Cyber Incident Victim: Brazilian National Treasury

On August 13, 2021, the Brazilian National Treasury suffered a ransomware attack, prompting an official statement from the Ministry of Economy. Immediate containment measures were implemented to limit the cyberattack’s impact, though specific technical details of these actions were not disclosed. Preliminary assessments confirmed no compromise to core structuring systems, including platforms critical to public debt administration. Security teams from the National Treasury and the Digital Government Secretariat (DGS) initiated forensic analyses to evaluate the attack’s full scope and consequences. The Federal Police was formally notified to support investigations, reflecting the incident’s severity. The Ministry committed to providing further updates transparently as the situation evolved, though no timeline for resolution was specified.

The attack did not disrupt Tesouro Direto, a retail government bond platform, as confirmed by a joint announcement from the National Treasury and the Brazilian Stock Exchange on August 16. This assurance aimed to mitigate public concern over financial system stability.

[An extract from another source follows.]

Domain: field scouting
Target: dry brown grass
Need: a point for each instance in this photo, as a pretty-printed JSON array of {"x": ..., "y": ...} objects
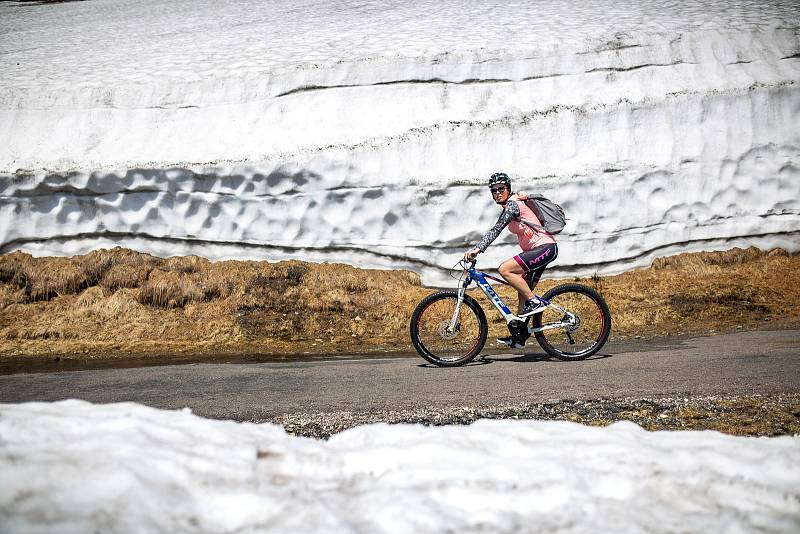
[{"x": 115, "y": 301}]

The incident followed a November 2020 cyberattack against Brazil’s Superior Electoral Court, which had paralyzed operations for over two weeks—the most extensive recorded assault on a Brazilian public institution at that time. In July 2021, the federal government had established a coordinated cyberattack response network to accelerate threat mitigation across over 200 federal bodies. The DGS, central to this initiative through its management of the federal IT resource system (SISP), led the Treasury incident analysis alongside internal specialists. No ransomware variant, attribution, or explicit ransom demands were disclosed in available reports.